Deren an der Marktnachfrage orientierter Bedarf ist seit Jahren stetig gesunken. 2019 hatten sich nur noch 10 Boote am Walfang beteiligt – in den 1980er Jahren waren es regelmäßig rund 100 gewesen. Inzwischen wird die Fangquote nur noch zu einem Drittel ausgenutzt. 2005 waren es noch 80 Prozent gewesen.
Wal- und Umweltschutzorganisationen konnten hoffen, dass der umstrittene Fang Norwegens – neben Island und Japan dem einzigen Land, das trotz des internationalen Walfangmoratoriums von 1986 noch kommerziellen Walfang betreibt – sich bald von ganz alleine erledigen würde. Auch die Fischer selbst warnten angesichts niedriger Preise im Inland und geschrumpfter Exportmöglichkeiten nach Japan vor dem endgültigen Ende für Norwegens Walfang.

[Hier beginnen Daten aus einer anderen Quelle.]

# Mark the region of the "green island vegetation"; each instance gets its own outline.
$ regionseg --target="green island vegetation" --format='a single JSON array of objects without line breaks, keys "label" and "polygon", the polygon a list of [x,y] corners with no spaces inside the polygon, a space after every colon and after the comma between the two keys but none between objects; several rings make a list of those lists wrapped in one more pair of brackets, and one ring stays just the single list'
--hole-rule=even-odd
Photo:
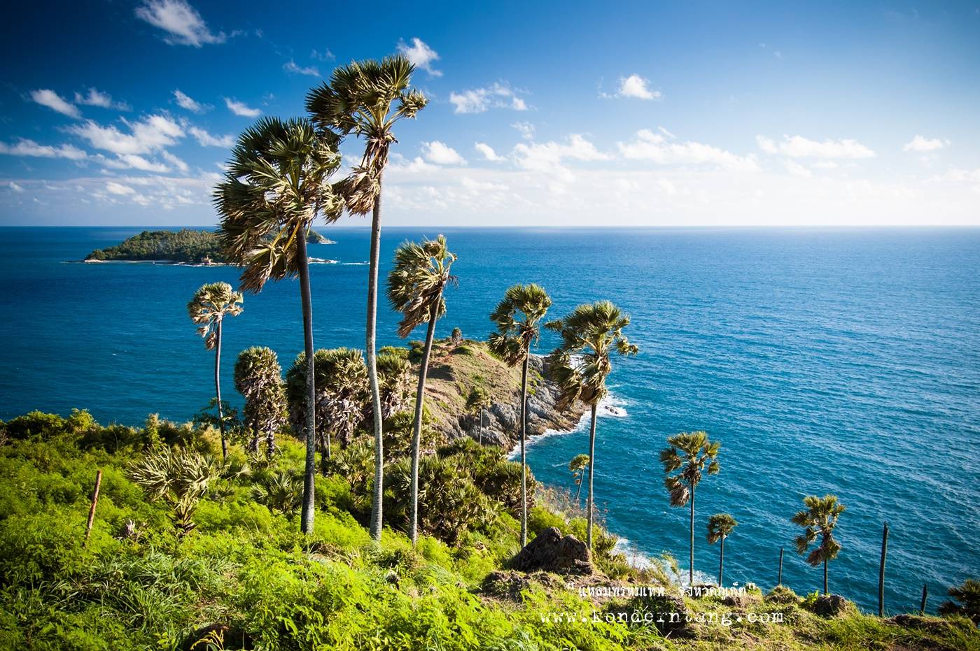
[{"label": "green island vegetation", "polygon": [[[291,363],[261,345],[239,351],[243,406],[232,406],[219,382],[221,328],[247,301],[208,284],[187,305],[215,351],[214,396],[193,422],[100,425],[83,410],[0,422],[0,649],[980,649],[976,581],[950,588],[938,616],[925,594],[920,612],[893,617],[830,594],[845,511],[833,495],[807,496],[792,516],[824,594],[782,585],[781,555],[767,593],[693,584],[695,491],[721,470],[706,432],[650,451],[665,503],[690,510],[687,572],[666,553],[620,553],[595,506],[592,471],[606,461],[596,417],[613,364],[640,349],[609,301],[553,318],[544,288],[514,285],[488,314],[486,342],[458,328],[436,339],[457,256],[441,235],[406,242],[387,298],[399,336],[423,325],[426,336],[375,349],[381,178],[393,126],[426,104],[413,70],[402,56],[339,67],[308,95],[310,117],[246,129],[215,189],[217,234],[144,232],[96,252],[226,260],[242,269],[242,292],[298,279],[304,348]],[[331,182],[351,136],[364,156]],[[363,351],[318,349],[313,336],[307,234],[345,211],[372,222]],[[541,328],[560,337],[547,358],[531,353]],[[527,437],[583,414],[574,494],[540,485]],[[508,459],[515,447],[519,462]],[[720,582],[737,523],[707,524]]]},{"label": "green island vegetation", "polygon": [[[310,231],[307,241],[309,244],[334,244],[314,230]],[[96,249],[85,256],[86,262],[108,260],[156,260],[183,264],[227,262],[218,235],[214,231],[197,228],[143,231],[126,238],[115,247]]]}]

Oslo gab dem Druck der Fischereilobby nach und wurde aktiv. Für die Saison 2020 strich man mehrere Tierschutz- und Ordnungsvorschriften: Für den normalen Fischfang nicht mehr zugelassene Boote durften in Gebrauch genommen werden, die Fangquoten waren gratis, und es war – anders als früher – keine andere Walfangerfahrung mehr erforderlich, außer dass ein einzelnes Besatzungsmitglied einmal in den vergangenen sechs Jahren an einem Fang teilgenommen haben musste.
Kleine Trendwende
Wegen Corona entfielen schließlich auch noch die vorher obligatorischen Schießprüfungen für die Harpunierer. Die waren eingeführt worden, um etwas gegen den durch schlechte Treffer der Schützen verursachten langen Todeskampf der Tiere zu tun.

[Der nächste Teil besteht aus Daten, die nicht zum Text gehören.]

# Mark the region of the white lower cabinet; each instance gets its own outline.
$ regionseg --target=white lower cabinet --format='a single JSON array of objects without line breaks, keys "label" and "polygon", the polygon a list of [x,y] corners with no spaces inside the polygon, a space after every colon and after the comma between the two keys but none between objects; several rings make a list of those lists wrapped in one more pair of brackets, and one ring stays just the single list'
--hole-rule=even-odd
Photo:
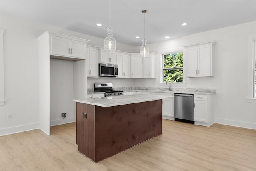
[{"label": "white lower cabinet", "polygon": [[194,95],[194,120],[195,125],[210,126],[213,123],[213,95]]},{"label": "white lower cabinet", "polygon": [[142,94],[142,91],[132,91],[132,95],[135,95],[136,94]]},{"label": "white lower cabinet", "polygon": [[131,95],[132,92],[124,92],[124,95]]},{"label": "white lower cabinet", "polygon": [[104,93],[87,94],[87,97],[98,98],[98,97],[105,97],[105,93]]},{"label": "white lower cabinet", "polygon": [[103,97],[105,97],[105,93],[103,94],[92,94],[92,98]]},{"label": "white lower cabinet", "polygon": [[[152,95],[173,96],[172,93],[151,93]],[[174,120],[173,117],[173,99],[168,98],[163,99],[163,118]]]}]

Zusammen mit einer Marketingkampagne sorgte all das für eine kleine Trendwende. Die Fischhändler meldeten eine gesteigerte Nachfrage, die Fischer konnten das Fleisch von 503 Zwergwalen absetzen.

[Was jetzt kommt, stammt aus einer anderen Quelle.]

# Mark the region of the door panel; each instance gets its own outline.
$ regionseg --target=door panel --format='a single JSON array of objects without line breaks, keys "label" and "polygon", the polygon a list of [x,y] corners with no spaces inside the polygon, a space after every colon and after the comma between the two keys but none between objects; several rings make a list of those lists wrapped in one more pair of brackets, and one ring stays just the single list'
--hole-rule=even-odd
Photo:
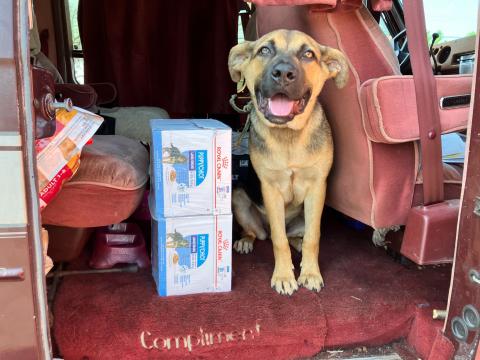
[{"label": "door panel", "polygon": [[0,0],[0,359],[49,359],[28,1]]},{"label": "door panel", "polygon": [[[479,37],[476,38],[477,59]],[[457,345],[457,355],[472,359],[480,327],[480,67],[475,66],[471,119],[467,137],[464,186],[457,247],[450,290],[446,333]],[[476,210],[476,207],[478,209]],[[476,214],[477,213],[477,214]],[[472,271],[478,275],[472,276]],[[476,279],[478,277],[478,279]],[[477,318],[477,320],[475,320]],[[476,323],[476,324],[475,324]],[[463,338],[463,339],[462,339]]]}]

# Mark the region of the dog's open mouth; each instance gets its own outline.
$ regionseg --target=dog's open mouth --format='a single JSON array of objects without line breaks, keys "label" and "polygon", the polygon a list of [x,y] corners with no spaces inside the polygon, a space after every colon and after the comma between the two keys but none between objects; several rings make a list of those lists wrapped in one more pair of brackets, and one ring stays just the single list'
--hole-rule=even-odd
[{"label": "dog's open mouth", "polygon": [[269,121],[275,124],[285,124],[305,110],[311,94],[311,91],[308,90],[300,99],[292,100],[283,93],[277,93],[267,98],[258,92],[257,102],[259,110]]}]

Einen „Corona-Effekt“ vermutet Øyvind Andre Haram, Chef der Vermarktungsgesellschaft „Norsk Hval“. Wegen der geschlossenen Grenzen seien die NorwegerInnen gezwungen gewesen, im eigenen Land Urlaub zu machen, und hätten auf den Speisekarten der Restaurants und in den Kühltheken der Supermärkte wieder vermehrt Walfleischgerichte entdeckt. „Der Bedarf konnte nicht gedeckt werden.“
Allerdings habe man auch die Qualitätsanforderungen kräftig erhöht. In den vorangegangenen Jahren sei sehr viel minderwertiges Walfleisch auf den Markt gekommen und habe dessen Ruf zerstört. Was man jetzt anbiete, „hat mit den alten Tagen nichts mehr zu tun“, sagt Haram. Entsprechend optimistisch blickt die Branche auf dieses Jahr. Er „hoffe und glaube, dass sich der aufsteigende Trend bei der Nachfrage nach Walfleisch fortsetzt“, äußerte Fischereiminister Odd Emil Ingebrigtsen und charakterisierte den Zwergwalfang des Landes als „nachhaltige Nutzung unserer Meeresressourcen“.
Wale bleiben in Gefahr
Die Tier- und Artenschutzorganisation Pro Wildlife hingegen kritisiert, dass Norwegen als „eines der reichsten Länder der Welt wahrlich nicht auf Walfang angewiesen“ sei und damit weiterhin das vor 35 Jahren in Kraft getretene Walfangmoratorium ignoriere. Dieses Verbot kommerziellen Walfangs hat mittlerweile erfreuliche Effekte gezeitigt. Der weltweite Bestand an Buckel-, Grönland- und Blauwalen wächst, nachdem diese nahezu gänzlich ausgerottet worden waren. Es gibt mehr als 100.000 Zwergwale.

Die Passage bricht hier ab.